12 Years a Slave, directed by Steve McQueen (Hunger, Shame) and starring Chiwetel Ejiofor (Serenity), Michael Fassbender (Inglorious Basterds) and Brad Pitt (Moneyball), is an unflinching look at the realities of slavery in pre-Civil War America. Based on a true story, the film follows Solomon Northup (Ejiofor), a free black man in New York who is drugged, abducted and shipped to the south to be sold as a slave.
An immediate comparison to this film may be last year’s Django Unchained, directed by Quentin Tarantino. However, the two films could not be more different. Django was not a movie primarily about slavery; it was a Tarantino flick more than anything else. Slavery was only used as a backdrop and excuse for his signature exaggerated, gleeful violence.
Nothing about McQueen’s films can be called gleeful. Both Hunger and Shame were visceral portrayals of men in a descent. Here, again, a man descends.
12 Years depicts slavery as it was: inhumane brutality. Not only does Northup undergo physical torture, but he also begins to lose his identity as his years in captivity stretch onward. He takes on a false slave name and hides his ability to read, slowly losing more of himself the longer he remains a slave.

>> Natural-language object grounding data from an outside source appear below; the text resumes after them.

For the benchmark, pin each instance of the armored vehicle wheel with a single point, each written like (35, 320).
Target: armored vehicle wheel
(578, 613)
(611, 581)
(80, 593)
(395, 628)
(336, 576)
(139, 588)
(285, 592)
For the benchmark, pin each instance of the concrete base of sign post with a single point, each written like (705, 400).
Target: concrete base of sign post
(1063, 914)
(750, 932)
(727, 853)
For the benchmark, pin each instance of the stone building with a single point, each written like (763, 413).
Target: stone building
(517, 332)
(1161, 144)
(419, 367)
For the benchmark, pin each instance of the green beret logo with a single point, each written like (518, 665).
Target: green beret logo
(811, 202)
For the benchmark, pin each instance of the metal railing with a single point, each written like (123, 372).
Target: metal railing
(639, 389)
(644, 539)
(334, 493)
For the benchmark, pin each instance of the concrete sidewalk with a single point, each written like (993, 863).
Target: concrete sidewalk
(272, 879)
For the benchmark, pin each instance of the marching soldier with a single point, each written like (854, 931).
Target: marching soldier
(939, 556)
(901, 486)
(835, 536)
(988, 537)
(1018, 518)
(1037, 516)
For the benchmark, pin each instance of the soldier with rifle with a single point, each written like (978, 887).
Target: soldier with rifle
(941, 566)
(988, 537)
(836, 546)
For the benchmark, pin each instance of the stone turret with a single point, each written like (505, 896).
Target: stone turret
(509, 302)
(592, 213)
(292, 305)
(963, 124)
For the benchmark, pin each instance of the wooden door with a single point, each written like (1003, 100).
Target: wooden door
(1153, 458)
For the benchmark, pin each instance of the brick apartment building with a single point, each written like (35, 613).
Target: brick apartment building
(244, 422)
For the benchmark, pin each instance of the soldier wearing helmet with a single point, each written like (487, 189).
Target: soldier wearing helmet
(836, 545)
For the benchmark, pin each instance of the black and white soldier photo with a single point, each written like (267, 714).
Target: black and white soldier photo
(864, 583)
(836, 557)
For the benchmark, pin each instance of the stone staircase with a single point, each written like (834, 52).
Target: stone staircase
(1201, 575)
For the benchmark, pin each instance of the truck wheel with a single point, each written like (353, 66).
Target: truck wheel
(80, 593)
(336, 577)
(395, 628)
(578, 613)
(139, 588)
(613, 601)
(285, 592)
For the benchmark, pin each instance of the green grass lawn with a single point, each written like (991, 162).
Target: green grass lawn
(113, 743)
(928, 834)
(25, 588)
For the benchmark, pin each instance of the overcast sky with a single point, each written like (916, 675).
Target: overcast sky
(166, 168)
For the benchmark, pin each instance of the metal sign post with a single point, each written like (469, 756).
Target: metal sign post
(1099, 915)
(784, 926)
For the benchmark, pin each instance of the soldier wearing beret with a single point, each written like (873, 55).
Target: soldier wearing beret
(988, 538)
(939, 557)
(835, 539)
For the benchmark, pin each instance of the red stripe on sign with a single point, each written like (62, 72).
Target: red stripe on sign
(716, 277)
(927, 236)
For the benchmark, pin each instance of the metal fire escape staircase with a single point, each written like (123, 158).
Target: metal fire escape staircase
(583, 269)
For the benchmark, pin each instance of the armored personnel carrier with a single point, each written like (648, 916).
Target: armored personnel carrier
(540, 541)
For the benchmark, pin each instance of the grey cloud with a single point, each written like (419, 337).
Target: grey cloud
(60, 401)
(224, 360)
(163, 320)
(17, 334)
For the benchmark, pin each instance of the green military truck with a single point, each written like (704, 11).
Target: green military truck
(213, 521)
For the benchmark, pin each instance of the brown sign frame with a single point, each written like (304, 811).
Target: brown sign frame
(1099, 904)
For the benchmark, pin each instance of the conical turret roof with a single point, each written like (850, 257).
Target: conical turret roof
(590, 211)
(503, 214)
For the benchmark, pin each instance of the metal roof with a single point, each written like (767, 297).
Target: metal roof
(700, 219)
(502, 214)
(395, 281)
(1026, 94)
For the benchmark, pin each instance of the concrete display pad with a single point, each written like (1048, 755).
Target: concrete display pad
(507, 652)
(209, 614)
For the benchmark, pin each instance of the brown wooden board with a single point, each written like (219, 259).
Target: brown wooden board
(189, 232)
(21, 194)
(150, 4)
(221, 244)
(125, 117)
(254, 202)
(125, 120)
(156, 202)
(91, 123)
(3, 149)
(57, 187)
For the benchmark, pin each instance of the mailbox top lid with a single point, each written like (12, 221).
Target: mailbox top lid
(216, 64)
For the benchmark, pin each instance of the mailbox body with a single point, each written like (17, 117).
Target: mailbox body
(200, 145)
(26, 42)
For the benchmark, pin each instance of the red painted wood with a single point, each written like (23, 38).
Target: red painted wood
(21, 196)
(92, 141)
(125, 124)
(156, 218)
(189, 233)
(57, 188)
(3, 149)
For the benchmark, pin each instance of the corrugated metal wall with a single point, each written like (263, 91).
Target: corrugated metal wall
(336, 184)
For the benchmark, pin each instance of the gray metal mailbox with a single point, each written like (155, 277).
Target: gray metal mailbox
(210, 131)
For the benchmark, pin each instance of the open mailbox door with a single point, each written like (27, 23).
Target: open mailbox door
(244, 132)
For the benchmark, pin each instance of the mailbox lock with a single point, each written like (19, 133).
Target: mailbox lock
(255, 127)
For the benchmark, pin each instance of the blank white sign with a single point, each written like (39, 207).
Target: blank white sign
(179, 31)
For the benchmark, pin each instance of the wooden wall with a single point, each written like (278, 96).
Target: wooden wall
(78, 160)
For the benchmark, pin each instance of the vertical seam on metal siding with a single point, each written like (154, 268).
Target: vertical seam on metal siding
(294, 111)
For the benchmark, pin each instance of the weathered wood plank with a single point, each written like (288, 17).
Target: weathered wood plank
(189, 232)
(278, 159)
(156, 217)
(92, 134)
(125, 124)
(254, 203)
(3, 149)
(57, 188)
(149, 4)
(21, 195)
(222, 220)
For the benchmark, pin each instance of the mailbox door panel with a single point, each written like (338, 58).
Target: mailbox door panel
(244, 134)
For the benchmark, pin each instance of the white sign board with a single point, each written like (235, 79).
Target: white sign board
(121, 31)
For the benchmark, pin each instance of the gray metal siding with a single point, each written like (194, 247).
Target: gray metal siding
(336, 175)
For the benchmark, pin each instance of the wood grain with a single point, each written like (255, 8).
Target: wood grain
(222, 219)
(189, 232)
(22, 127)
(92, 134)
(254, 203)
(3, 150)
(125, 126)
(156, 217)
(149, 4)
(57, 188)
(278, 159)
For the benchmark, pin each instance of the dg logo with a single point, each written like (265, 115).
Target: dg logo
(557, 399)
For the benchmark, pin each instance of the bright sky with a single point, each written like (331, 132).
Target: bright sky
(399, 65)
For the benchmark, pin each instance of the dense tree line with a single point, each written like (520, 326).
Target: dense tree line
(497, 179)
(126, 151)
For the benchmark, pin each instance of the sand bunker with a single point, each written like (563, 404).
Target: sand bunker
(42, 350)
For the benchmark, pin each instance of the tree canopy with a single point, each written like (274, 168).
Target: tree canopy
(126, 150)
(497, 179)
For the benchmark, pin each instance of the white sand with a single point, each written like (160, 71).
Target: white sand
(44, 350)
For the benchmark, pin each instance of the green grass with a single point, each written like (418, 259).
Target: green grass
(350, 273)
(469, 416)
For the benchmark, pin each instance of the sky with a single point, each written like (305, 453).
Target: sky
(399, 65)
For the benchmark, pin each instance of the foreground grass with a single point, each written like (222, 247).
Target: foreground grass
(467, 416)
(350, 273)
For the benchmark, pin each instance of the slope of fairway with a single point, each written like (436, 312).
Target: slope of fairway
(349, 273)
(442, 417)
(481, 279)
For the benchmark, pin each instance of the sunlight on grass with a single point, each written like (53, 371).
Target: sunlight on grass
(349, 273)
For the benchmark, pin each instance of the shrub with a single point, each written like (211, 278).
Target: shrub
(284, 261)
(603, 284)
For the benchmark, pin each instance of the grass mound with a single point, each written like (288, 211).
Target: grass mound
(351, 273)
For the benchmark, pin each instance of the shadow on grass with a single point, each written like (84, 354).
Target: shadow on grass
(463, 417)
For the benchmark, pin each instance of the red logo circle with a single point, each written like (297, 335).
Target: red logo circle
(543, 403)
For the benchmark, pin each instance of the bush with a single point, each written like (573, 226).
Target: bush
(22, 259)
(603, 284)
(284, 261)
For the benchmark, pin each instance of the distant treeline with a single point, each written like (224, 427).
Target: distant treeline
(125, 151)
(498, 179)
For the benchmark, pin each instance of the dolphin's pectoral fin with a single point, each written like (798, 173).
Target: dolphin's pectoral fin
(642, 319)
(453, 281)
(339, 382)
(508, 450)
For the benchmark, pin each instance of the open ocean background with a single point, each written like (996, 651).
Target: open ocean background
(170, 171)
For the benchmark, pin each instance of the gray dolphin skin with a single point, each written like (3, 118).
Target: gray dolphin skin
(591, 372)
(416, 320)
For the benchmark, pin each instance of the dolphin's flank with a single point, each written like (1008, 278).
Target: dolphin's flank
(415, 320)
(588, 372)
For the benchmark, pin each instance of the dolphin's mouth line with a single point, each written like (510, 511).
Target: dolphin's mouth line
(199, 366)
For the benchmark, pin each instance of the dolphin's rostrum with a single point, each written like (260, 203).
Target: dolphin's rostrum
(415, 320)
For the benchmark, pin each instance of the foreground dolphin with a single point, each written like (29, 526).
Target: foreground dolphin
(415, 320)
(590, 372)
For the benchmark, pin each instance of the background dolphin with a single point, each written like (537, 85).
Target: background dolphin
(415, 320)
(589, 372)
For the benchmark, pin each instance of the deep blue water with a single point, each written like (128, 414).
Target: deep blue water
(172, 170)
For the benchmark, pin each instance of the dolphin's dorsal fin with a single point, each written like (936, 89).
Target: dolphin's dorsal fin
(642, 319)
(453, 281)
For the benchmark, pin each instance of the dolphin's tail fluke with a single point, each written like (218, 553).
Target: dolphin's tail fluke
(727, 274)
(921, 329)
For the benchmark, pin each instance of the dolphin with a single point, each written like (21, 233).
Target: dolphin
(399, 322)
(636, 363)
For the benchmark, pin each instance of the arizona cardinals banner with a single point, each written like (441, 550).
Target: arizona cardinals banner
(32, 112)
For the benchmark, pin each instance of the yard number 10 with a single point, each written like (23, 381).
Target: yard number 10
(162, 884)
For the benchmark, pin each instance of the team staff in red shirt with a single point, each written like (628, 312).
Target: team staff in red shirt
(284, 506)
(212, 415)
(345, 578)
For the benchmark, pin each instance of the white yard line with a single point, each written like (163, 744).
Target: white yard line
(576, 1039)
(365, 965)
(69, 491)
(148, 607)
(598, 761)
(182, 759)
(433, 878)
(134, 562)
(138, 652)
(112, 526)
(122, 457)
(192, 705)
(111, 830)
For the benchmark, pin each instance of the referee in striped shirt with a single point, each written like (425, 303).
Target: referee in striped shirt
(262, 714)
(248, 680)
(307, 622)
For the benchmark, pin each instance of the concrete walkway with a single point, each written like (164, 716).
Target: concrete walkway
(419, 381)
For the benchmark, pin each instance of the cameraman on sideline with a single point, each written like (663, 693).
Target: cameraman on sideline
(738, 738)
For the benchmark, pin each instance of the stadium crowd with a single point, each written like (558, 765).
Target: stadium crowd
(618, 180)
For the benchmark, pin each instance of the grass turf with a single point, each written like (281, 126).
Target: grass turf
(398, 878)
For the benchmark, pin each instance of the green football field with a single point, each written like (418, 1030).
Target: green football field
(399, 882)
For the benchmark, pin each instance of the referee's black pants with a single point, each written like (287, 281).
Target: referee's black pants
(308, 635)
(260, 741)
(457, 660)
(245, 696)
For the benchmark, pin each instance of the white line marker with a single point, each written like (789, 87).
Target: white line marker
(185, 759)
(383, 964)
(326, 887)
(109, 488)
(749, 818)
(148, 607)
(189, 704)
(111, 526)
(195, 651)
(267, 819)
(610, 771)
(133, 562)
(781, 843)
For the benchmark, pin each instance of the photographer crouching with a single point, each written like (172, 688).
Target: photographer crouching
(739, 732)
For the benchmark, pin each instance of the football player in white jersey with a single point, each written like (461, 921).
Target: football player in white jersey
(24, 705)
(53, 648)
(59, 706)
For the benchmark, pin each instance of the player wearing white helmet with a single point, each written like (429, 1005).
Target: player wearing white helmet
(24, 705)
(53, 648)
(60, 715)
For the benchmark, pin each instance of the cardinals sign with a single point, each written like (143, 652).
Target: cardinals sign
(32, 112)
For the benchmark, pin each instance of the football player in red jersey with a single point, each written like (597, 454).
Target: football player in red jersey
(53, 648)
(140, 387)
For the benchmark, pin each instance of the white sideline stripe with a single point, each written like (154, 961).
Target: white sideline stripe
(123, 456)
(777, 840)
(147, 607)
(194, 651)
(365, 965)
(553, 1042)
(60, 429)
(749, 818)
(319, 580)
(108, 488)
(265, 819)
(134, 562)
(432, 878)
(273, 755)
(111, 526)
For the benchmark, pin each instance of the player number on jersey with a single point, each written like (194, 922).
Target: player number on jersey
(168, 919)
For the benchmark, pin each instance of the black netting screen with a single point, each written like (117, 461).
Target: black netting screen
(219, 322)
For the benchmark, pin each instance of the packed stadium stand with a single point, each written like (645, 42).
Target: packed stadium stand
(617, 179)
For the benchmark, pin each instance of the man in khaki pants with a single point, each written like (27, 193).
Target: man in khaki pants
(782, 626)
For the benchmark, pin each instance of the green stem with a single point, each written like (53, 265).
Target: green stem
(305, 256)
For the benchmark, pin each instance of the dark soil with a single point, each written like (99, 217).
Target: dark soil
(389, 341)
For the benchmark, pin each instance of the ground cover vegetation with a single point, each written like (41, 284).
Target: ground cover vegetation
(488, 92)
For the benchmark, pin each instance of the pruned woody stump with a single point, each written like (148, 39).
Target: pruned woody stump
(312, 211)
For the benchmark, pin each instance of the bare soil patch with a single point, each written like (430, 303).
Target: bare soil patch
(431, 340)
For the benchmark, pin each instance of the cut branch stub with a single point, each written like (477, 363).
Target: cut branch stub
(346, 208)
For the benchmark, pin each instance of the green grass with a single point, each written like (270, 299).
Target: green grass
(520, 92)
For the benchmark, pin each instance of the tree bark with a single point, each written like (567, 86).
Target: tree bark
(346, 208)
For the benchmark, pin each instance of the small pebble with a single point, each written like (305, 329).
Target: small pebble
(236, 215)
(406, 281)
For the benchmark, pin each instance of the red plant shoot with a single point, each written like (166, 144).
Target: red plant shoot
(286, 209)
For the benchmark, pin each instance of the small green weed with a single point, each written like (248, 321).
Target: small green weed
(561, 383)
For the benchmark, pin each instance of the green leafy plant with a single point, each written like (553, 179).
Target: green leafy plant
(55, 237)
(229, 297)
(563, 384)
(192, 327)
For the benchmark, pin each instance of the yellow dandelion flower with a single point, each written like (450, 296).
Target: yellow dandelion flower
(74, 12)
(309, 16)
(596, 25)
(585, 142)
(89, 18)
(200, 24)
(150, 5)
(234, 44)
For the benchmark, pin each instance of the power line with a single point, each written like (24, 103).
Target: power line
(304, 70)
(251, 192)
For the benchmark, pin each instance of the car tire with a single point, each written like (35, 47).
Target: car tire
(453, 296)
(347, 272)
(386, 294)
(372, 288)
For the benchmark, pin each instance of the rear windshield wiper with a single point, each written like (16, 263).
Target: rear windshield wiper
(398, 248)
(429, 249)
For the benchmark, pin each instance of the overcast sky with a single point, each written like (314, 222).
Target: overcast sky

Northup’s life gets even worse with the introduction of Edwin Epps (Fassbender). Epps is a sadistic, cruel slave owner who enjoys the suffering of his “property.” In this performance, Fassbender is incredible. His Epps is genuinely terrifying. More than the lashings and beatings he delivers, his complete debasement of his slaves to mere commodities makes Epps one of the most despicable characters portrayed onscreen this year.
The camera never looks away, because McQueen wants to force the audience to see what slaves truly felt.
In contrast to the film’s realistic depiction of slavery, the score tries too hard to elicit emotions from the viewer. Hans Zimmer (Man of Steel, Inception) has made a soundtrack that is often overbearing and distracting. His loud horns and melodramatic strings actively clash with McQueen’s more subtle scenes.
12 Years a Slave presents one of the most brutal, realistic portrayals of slavery in recent memory. The camera never looks away because McQueen wants to force the audience to see what slaves truly felt. That is the least a modern audience can do: have the fortitude to witness what so many lived through.
McQueen’s repeated shots of slaves packed like cargo into a wagon or of Northup’s increasingly weary face, act as traumatic mementos. They burn the horrors of slavery into the collective viewer memory so that this part of US history is not forgotten. This film will not be either.